Industry : Workflow Consulting
Timeline : 8 Months
Location : Vancouver
Professional workspace showing organic search growth strategy implementation

What Changed and What It Took

We asked Felicity about the specific shifts that made the difference. Her answers are refreshingly honest about what worked, what didn't, and how long things actually took to show results.

What made you think this could work for your niche?

I wasn't convinced at first. My service felt too specialized. But I kept noticing people searching for very specific problems I solve. That's when I realized I didn't need massive volume, just the right people finding the right pages.

What was the hardest part of the first few months?

Writing content without sounding robotic. I'd write something, then realize it read like a manual nobody would finish.
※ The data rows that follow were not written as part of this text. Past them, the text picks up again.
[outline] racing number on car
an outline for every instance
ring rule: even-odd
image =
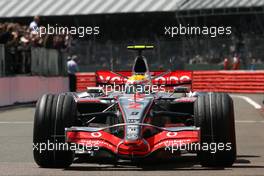
[[[131,102],[128,105],[128,109],[140,109],[140,108],[141,108],[141,104],[137,102]]]

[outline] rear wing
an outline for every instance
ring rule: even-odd
[[[100,85],[124,85],[128,77],[132,75],[131,71],[97,71],[96,83]],[[164,85],[174,87],[179,85],[192,85],[192,71],[152,71],[150,72],[153,85]]]

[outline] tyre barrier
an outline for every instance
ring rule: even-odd
[[[76,74],[76,90],[83,91],[86,90],[87,87],[95,87],[96,86],[96,76],[95,73],[77,73]]]
[[[192,79],[194,91],[264,93],[264,71],[194,71]]]

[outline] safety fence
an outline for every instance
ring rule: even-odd
[[[243,46],[232,37],[191,37],[175,40],[142,39],[102,42],[97,40],[75,41],[71,50],[77,51],[80,70],[94,72],[98,69],[131,69],[136,53],[126,49],[129,44],[147,43],[155,46],[144,52],[151,70],[223,70],[223,61],[229,59],[232,67],[234,54],[240,58],[240,69],[263,69],[264,36],[245,36]],[[239,46],[238,46],[239,45]],[[231,69],[231,68],[230,68]]]
[[[79,73],[76,88],[96,86],[95,73]],[[264,93],[264,71],[193,71],[193,91]]]

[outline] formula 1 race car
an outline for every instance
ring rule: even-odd
[[[100,87],[38,100],[35,162],[64,168],[77,157],[137,162],[191,153],[202,166],[232,166],[236,139],[230,96],[192,92],[189,71],[150,72],[142,51],[153,46],[128,49],[138,52],[131,72],[98,71]]]

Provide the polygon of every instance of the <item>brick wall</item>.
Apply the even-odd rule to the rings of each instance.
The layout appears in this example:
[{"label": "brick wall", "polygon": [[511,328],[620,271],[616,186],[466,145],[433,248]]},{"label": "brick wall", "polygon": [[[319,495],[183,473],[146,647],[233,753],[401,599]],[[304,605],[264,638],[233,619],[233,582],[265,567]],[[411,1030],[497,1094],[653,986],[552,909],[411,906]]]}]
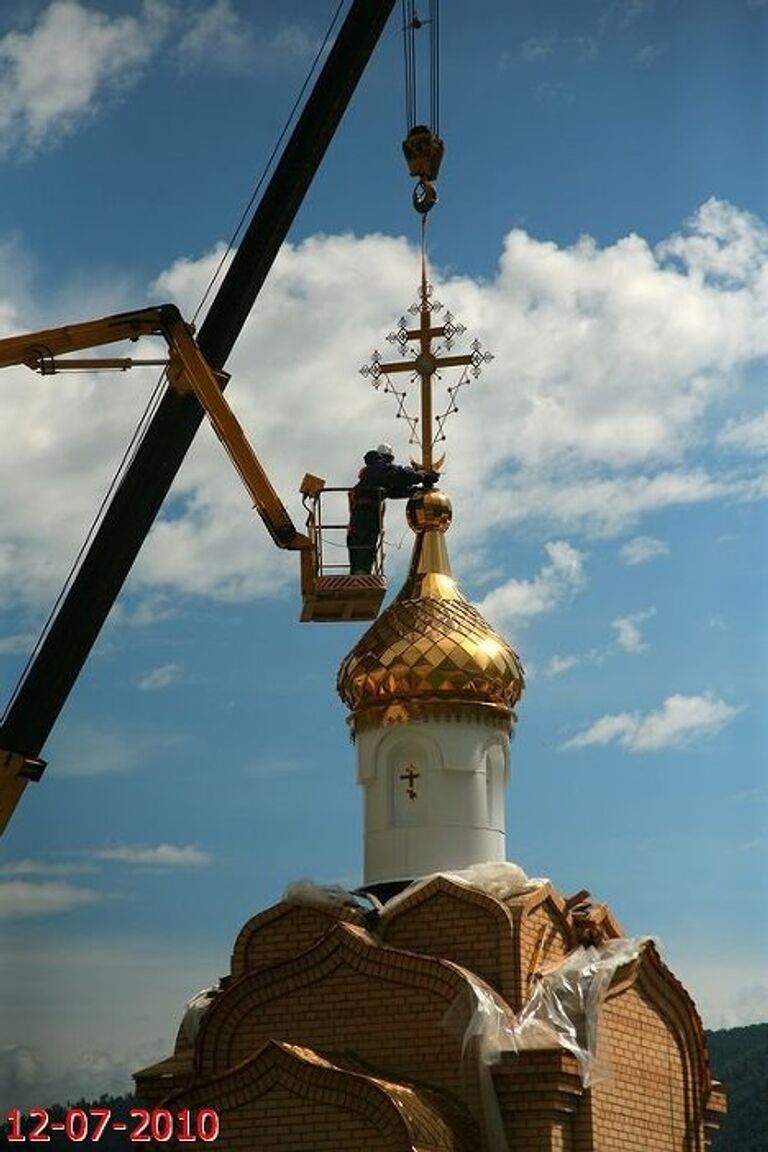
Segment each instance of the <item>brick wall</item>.
[{"label": "brick wall", "polygon": [[377,1074],[447,1089],[477,1116],[475,1070],[442,1021],[466,977],[338,925],[315,948],[233,982],[204,1018],[196,1067],[211,1077],[269,1040],[353,1054]]},{"label": "brick wall", "polygon": [[450,881],[433,882],[385,914],[379,935],[392,948],[461,964],[502,993],[511,982],[511,917],[497,900]]},{"label": "brick wall", "polygon": [[[258,1142],[254,1139],[258,1133]],[[304,1100],[282,1086],[222,1116],[221,1152],[404,1152],[405,1137],[381,1132],[358,1112]]]},{"label": "brick wall", "polygon": [[505,1054],[494,1084],[510,1148],[576,1152],[573,1118],[583,1089],[570,1053],[552,1048]]},{"label": "brick wall", "polygon": [[623,1152],[696,1148],[695,1142],[686,1142],[686,1132],[695,1126],[693,1085],[670,1024],[633,987],[608,1000],[600,1027],[612,1078],[590,1094],[594,1147],[621,1147]]},{"label": "brick wall", "polygon": [[353,908],[313,908],[275,904],[252,917],[240,930],[232,951],[232,977],[268,968],[297,956],[318,942],[339,921],[362,924]]},{"label": "brick wall", "polygon": [[516,1011],[528,998],[535,972],[559,964],[570,951],[562,916],[549,900],[516,910],[519,987],[512,1006]]},{"label": "brick wall", "polygon": [[233,1067],[276,1039],[321,1052],[354,1053],[383,1076],[464,1096],[461,1041],[441,1027],[449,1002],[409,986],[407,978],[396,984],[340,966],[274,997],[254,994],[229,1034],[200,1052],[201,1065],[208,1072]]}]

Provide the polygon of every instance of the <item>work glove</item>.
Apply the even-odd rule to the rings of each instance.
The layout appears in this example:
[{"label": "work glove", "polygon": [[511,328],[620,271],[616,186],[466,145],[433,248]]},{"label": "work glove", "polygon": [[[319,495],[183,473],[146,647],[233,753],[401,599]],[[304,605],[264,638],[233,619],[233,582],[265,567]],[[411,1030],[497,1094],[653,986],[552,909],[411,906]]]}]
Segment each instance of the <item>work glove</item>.
[{"label": "work glove", "polygon": [[432,488],[435,484],[437,484],[439,479],[440,479],[440,473],[439,472],[425,472],[424,473],[424,487],[425,488]]}]

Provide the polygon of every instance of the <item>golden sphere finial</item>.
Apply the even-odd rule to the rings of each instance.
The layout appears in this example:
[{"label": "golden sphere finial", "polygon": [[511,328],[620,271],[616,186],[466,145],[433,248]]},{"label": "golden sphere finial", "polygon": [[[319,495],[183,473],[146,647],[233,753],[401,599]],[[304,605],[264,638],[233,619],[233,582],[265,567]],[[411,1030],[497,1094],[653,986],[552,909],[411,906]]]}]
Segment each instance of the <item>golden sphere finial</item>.
[{"label": "golden sphere finial", "polygon": [[405,515],[414,532],[447,532],[453,509],[448,497],[438,488],[424,488],[410,497]]}]

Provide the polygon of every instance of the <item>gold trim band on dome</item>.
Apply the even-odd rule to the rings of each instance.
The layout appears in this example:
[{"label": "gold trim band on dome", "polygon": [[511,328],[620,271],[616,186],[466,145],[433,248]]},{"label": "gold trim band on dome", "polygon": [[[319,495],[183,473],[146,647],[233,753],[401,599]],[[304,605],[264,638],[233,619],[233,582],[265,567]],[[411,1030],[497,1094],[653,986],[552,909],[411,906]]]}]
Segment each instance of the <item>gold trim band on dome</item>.
[{"label": "gold trim band on dome", "polygon": [[414,721],[447,720],[459,724],[483,724],[507,735],[517,723],[514,709],[481,700],[408,699],[384,704],[368,704],[347,717],[352,739],[360,732],[389,728]]}]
Learning to write naturally while still covering what people search for took real practice.

How many pages did you publish before seeing traction?

Around 18 in total. Not all at once. Some weeks I published two, other weeks none. The breakthrough happened when I stopped rushing and focused on making each page genuinely useful instead of just publishable.

Which metric mattered most to you?

Contact form submissions. Traffic numbers are nice, but I needed to know if the right people were finding me and taking action. That signal told me whether I was on track or wasting time on the wrong topics.

Did you change your service offering because of this?

Not the service itself, but how I talk about it. I learned which language potential clients actually use when they describe their problems. That shifted how I frame everything, not just on the website.

What would you tell someone starting from scratch today?

Pick a stupidly narrow topic to start. Don't try to compete with established sites on broad terms. Find one specific question your audience asks and answer it better than anyone else. Then do that again.